Se já parecia estranha a decisão da Anvisa de interromper a pesquisa com a CoronaVac sem dar explicações detalhadas, reportando apenas a ocorrência de um “evento grave”, a manifestação do presidente Jair Bolsonaro escancarou a prevalência do interesse político sobre a saúde pública. Só uma mente doentia é capaz de celebrar o tropeço de uma vacina que, se eficaz, pode salvar milhões de vidas.

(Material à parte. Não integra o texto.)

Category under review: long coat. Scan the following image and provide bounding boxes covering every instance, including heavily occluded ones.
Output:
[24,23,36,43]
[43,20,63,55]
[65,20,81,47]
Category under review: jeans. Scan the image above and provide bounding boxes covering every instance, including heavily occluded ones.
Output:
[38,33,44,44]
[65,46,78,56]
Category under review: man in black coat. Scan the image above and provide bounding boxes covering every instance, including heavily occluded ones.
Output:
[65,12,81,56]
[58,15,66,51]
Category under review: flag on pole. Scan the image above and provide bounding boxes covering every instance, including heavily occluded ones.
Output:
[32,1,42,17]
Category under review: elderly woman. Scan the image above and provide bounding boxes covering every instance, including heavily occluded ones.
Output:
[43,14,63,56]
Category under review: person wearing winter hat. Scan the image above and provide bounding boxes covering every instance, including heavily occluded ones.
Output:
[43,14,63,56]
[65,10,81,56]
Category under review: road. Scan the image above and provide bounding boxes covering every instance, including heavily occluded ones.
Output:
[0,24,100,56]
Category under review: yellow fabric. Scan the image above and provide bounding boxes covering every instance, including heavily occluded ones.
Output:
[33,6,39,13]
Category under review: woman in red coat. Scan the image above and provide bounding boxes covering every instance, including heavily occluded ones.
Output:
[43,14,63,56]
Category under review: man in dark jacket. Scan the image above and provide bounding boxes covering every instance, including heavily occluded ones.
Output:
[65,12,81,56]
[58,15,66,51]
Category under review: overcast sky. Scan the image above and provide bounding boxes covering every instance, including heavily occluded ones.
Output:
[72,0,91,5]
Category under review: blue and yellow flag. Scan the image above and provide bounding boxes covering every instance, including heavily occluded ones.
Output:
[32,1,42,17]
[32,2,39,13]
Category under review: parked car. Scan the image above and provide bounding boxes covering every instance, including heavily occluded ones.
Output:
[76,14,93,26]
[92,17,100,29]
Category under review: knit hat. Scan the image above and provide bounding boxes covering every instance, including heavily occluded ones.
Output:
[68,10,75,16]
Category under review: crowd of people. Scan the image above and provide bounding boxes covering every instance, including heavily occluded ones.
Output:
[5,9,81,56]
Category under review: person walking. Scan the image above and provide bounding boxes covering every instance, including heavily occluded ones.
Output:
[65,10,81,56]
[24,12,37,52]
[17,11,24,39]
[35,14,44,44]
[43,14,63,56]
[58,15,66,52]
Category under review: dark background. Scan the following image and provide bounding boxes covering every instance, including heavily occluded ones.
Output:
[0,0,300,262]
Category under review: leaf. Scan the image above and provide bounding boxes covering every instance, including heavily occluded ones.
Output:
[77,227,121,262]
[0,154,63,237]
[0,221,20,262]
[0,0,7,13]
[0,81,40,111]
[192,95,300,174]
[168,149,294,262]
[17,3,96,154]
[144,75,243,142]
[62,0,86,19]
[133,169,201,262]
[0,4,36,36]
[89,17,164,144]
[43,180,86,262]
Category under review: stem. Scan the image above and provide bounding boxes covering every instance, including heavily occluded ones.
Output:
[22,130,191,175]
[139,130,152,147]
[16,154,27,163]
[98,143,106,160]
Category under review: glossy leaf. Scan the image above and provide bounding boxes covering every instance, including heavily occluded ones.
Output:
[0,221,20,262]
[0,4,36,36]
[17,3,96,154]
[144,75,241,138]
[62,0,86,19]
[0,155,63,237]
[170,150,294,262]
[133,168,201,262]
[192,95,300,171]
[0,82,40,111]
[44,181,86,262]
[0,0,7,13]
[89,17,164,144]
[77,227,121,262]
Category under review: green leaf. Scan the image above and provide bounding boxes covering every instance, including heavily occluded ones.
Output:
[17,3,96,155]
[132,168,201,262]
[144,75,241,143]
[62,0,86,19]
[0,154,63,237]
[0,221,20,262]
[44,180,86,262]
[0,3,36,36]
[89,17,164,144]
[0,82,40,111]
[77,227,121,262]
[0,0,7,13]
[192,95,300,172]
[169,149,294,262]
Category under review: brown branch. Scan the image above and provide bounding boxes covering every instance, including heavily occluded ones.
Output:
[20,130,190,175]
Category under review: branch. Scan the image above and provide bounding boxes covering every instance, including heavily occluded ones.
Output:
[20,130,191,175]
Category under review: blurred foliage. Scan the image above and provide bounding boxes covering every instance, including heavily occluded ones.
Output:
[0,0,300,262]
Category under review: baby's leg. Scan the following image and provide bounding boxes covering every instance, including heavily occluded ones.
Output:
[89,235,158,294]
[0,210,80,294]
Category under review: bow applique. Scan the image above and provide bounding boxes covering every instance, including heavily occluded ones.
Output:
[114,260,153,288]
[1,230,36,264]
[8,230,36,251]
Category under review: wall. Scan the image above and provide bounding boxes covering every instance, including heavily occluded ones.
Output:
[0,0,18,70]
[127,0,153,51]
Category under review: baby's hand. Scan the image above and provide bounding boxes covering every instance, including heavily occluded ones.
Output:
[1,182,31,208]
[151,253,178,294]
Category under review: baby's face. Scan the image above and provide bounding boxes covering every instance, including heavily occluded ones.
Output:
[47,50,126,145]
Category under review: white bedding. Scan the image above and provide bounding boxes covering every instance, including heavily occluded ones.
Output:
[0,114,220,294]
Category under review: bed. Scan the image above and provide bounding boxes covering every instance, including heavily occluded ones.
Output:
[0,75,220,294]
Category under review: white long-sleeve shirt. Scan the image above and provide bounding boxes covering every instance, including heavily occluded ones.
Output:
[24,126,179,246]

Bolsonaro celebrou — ou o fantasma que tem sua senha escreveu a resposta ao seguidor que o questionou sobre a vacina.
O presidente compartilhou a notícia sobre a interrupção dos testes pela Anvisa e comentou: “Morte, invalidez, anomalia. Esta é a vacina que o (governador de São Paulo João) Dória queria obrigar todos os paulistanos toma-la (sic). O Presidente disse que a vacina jamais poderia ser obrigatória. Mais uma que Jair Bolsonaro ganha”.
Ganha? Como pode alguém ganhar se uma das vacinas que estão em fase adiantada de testes se revelar ineficaz? Como pode alguém torcer contra uma vacina? Ou terá sido o filho Carlos Bolsonaro, detentor das senhas do pai, a pessoa que respondeu ao questionamento de Lucas Monerat da Silva, no Facebook? Lucas perguntou: “Bolsonaro, se a ciência disser que o Coronavac é seguro e vai imunizar a população, o Brasil também vai comprar e produzir a vacina?”
De onde o presidente tirou que a CoronaVac causa “morte, invalidez, anomalia”? Essa afirmação, feita sem provas, é gravíssima. Tentar desacreditar uma vacina que ainda está na fase de testes, sem prova de que cause o que afirmou, já seria criminoso por parte de um cidadão comum. Vindo do presidente de um país que já contabiliza mais de 162 mil mortes pela covid-19 é ainda mais grave e não pode passar em branco como se fosse mero destempero verbal.
Preocupado com a eleição de 2022, Bolsonaro trava uma guerra particular com Doria por protagonismo, como se o sucesso da vacina chinesa fosse mera questão eleitoral. Além de desumana, a comemoração é reveladora da visão estreita do homem que, em plena pandemia, transformou o Ministério da Saúde num apêndice dos seus delírios ideológicos.
Atualização das 13h15min: a informação mais recente é de que a morte do voluntário, motivo alegado pela Anvisa para interromper os testes, não foi efeito colateral da vacina, mas suicídio.